Ça y est, le maudit moteur fait encore des siennes, il s'étouffe
(combien d'histoires de pannes vécues me remontent à
l'esprit), le courant nous dévie de notre course
"Mouille!" Mon frère s'exécute, l'ancre
croche, le bateau fait tête et s'immobilise, on est au 29
pieds!!! Les deux autres viennent à l'épaule
tout le monde embarque sur le Capitaine Némo
on se
prépare, paroles d'usage,
La bôme de la misaine, sortie du côté bâbord,
tient une petite poulie à son extrémité; un
bout' ramené au bateau; au bout de la bôme, juste au
dessus de l'eau, un beau petit coffre de bois précieux sculpté
à l'intérieur duquel se trouvent les cendres du capitaine;
il sera immergé ici, à cet endroit, choisi par mon
frère, dans cette jolie boite qu'il a faite de ses propres
mains et dans laquelle il a pris soin de couler du plomb pour qu'elle
puisse déposer son précieux contenu dans son ultime
demeure, au fond du lac.
Quelque prières, beaucoup de larmes, chacun lance sa petite
rose, la corde est coupée, le petit coffre tombe à
l'eau
Maintenant tout se précipite: le coffre ne cale pas! C'est
la confusion totale, tout le monde s'énerve ( je me dis que
c'est sa façon de nous faire un dernier pied de nez ), ma
sur aînée veut se jeter à l'eau pour aller
chercher la boite, un vrai film italien
Enfin récupérée!
Mais quoi faire avec
cette boite? Elle ne veut pas aller au fond, l'ultime raison de
tout ce déplacement
S'il y en a pour tout prévoir
ou presque, il y en a d'autres pour penser vite: Je descends à
fond de cale, prends un poids de châssis servant de lest,
vais chercher un bout de broche et ficelle le tout avec soin.

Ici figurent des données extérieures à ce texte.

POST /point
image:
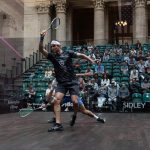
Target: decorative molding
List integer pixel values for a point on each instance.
(60, 5)
(139, 3)
(98, 4)
(10, 22)
(42, 6)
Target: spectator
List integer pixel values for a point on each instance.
(113, 90)
(123, 96)
(134, 74)
(145, 86)
(138, 45)
(135, 87)
(31, 93)
(124, 68)
(105, 81)
(48, 73)
(141, 66)
(99, 68)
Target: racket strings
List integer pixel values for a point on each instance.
(25, 112)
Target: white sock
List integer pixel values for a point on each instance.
(96, 117)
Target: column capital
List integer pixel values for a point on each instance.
(98, 4)
(42, 6)
(60, 5)
(139, 3)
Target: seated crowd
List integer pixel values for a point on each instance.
(119, 72)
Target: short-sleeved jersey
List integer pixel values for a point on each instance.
(63, 66)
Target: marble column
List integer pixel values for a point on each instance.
(140, 26)
(99, 26)
(44, 20)
(61, 13)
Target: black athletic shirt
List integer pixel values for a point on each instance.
(63, 66)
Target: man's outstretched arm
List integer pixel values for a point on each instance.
(86, 57)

Enfin, la petite boite disparaît vers le fond.
Mon père, Henri, maître après Dieu à
bord du Capitaine Némo, repose au fond du Saint-Laurent dans
une petite boite et y restera grâce à de la broche.
C'est alors que je comprends ce qu'il voulait dire quand il affirmait
qu'on pouvait aller très loin avec un petit bout de broche.